For all of the website designers out there, whether personal or commercial, here is a short guide on making your website accessible to people who use screen readers such as JAWS, or Job Access With Speech, and Window Eyes, as well as several other screen reading programs. Most of these users are totally blind or have very little usable vision, so a few modifications are necessary to make your site accessible, but nothing that should hinder the content.
First, always remember to label your graphics. This is easily done with the HTML alt tag by putting alt, equals sign, and a description of the graphic in quotes. The World Wide Web Consortium recommends this procedure as well, to compensate for users who may still be using a>web browser that does not support images.

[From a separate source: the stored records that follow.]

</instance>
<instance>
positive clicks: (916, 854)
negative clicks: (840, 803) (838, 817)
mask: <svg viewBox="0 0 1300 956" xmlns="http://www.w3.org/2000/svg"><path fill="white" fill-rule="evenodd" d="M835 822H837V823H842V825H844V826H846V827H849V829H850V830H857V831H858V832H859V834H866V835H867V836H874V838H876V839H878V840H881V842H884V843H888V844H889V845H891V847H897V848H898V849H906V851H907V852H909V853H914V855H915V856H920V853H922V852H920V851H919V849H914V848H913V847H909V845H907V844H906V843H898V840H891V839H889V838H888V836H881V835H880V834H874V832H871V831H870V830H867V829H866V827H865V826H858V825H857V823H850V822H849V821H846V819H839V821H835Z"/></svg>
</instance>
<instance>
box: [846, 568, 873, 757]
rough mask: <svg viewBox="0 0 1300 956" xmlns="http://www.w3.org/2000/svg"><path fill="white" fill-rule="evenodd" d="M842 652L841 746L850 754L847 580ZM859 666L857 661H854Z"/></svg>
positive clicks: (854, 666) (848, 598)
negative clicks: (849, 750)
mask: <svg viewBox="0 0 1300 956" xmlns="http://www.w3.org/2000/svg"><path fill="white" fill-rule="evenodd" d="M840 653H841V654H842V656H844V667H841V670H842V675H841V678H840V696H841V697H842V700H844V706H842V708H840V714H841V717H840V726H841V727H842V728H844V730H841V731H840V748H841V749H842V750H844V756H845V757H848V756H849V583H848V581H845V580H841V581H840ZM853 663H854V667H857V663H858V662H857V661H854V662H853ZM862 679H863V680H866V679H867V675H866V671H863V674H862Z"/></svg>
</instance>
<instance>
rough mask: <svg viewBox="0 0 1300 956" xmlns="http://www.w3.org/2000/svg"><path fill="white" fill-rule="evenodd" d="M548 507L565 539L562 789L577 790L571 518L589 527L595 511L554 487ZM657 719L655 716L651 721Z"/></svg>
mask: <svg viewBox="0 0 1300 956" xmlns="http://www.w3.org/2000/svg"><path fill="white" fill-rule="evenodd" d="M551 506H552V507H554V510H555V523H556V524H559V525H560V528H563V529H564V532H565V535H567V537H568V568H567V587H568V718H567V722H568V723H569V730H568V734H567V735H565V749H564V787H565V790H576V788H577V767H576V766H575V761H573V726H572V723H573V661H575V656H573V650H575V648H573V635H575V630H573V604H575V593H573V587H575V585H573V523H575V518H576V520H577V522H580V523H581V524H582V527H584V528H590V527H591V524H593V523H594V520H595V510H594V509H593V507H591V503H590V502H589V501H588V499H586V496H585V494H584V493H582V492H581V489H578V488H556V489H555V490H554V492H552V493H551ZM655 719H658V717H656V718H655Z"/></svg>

Also if using images which contain text inside them, if the text is short enough, you may want to include it in the alt tag. If not, it may be beneficial to link to a text version of the contents in the image so that your blind visitors can read that, especially if it is an important part of your site.
Standard forms are useful as well, as there are certain kinds of forms which many screen readers do not read, though this is being resolved as well. Make sure to always properly label your forms in the code for each form field. This will ensure that the screen reader tells the user what is supposed to be entered in the form.
Also, if you are using any form of captcha validation, ensure that it is the kind with letters and numbers, rather than the click on the picture type or an image map. Since blind users cannot see these types of captcha, they will make a site inaccessible very quickly. After ensuring that you are using alpha numeric captcha validation, be sure to place an audio captcha link on your page so that users who cannot see the image can listen to the audio and transcribe what they hear.
If your site utilizes Java, you will want to acquire the Java Access Bridge, which will help make those aspects of your site accessible. You can learn more about using the Java Access Bridge by visiting the website or searching for it on Google. There is plenty of documentation floating around.
If you have flash content, try to make any dialogues as verbose as possible so that blind users can have an equal opportunity to grasp what is taking place. Of course this is at your discretion, but a silent video is useless to a blind person. Please make sure to label the buttons in your flash content, such as Play, Pause, Stop, Next, etc. Far too many websites fail to label their flash content, causing screen readers to just say numbers on the buttons, which tells blind users nothing.
These are only a few ways you can make your website accessible to screen readers, but hopefully they will be beneficial in improving your site and making it accessible to all.